1.既存の抗白血病治療薬であるAra-Cと抗腫瘍効果ならびに骨髄抑制に対する効果を定量PCR法、FCM法を用いて検討した。変異FLT3発現32D細胞をC3Hマウスに静注後10日目より4日間の薬剤投与を行い、治療前後での末梢血中白血病細胞数の変化を定量PCR法を用いて検討した所、阻害剤投与群では、治療により白血病細胞数の減少が認められたのに対し、Ara-C群では、治療効果を認めなかった。一方、治療後の骨髄中の白血病細胞の割合をFCMで定量化によっても同様の結果が得られた。注目すべき点は、Ara-C治療群においては、骨髄細胞数が約1/10に著減していたのに対し、阻害剤治療群では、ほとんど骨髄抑制を認めなかった。
2.新規FLT3阻害剤の有用性は確認されたが、実際の臨床使用においては、その効果を予測するサロゲートマーカーが必要である。リン酸化STAT5は、その有力な候補であるが、我々はFCMでも使用可能なリン酸化STAT5抗体を作製し、短時間の阻害剤処理前後でSTAT5リン酸化状態の変化を比較することにより、増殖抑制効果を予測する検査システムを構築した。

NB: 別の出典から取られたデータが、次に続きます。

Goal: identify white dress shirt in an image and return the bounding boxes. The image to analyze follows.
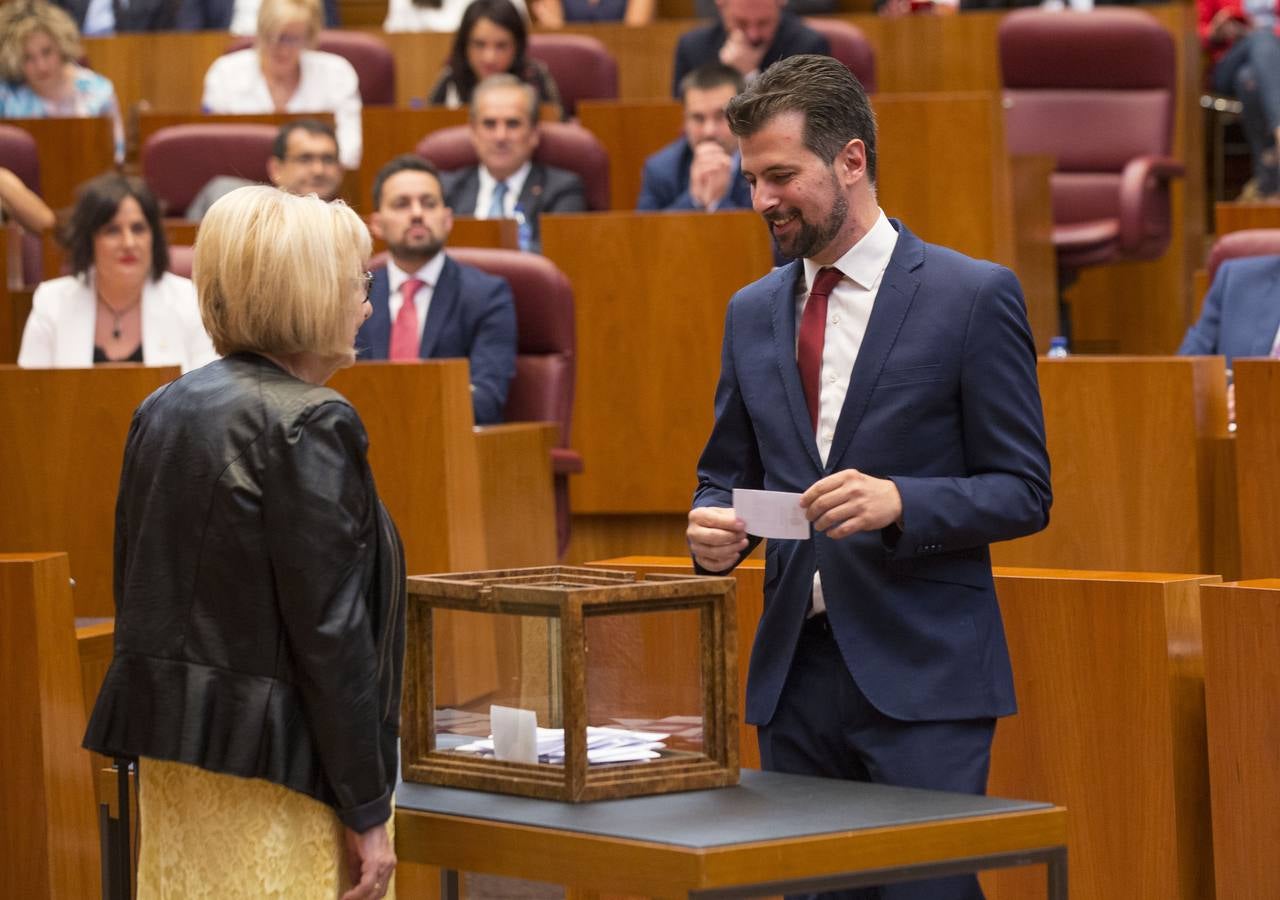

3.核内リン酸化蛋白をコードするNucleophosmin(NPM1)遺伝子変異はFLT3遺伝子変異と強い相関関係を示し、臨床的には、NPM遺伝子変異の存在は寛解導入率に対して独立した良好な予後因子であり、更に、FLT3遺伝子変異陽性群においても寛解導入率、全生存率に対して良好な予後因子であることを明らかにした。したがって、本遺伝子変異は臨床的には化学療法に対する感受性を規定する重要な遺伝子変異であり、一部の白血病細胞においてはFLT3遺伝子異常と協調して病態形成に関与している可能性を明らかにした。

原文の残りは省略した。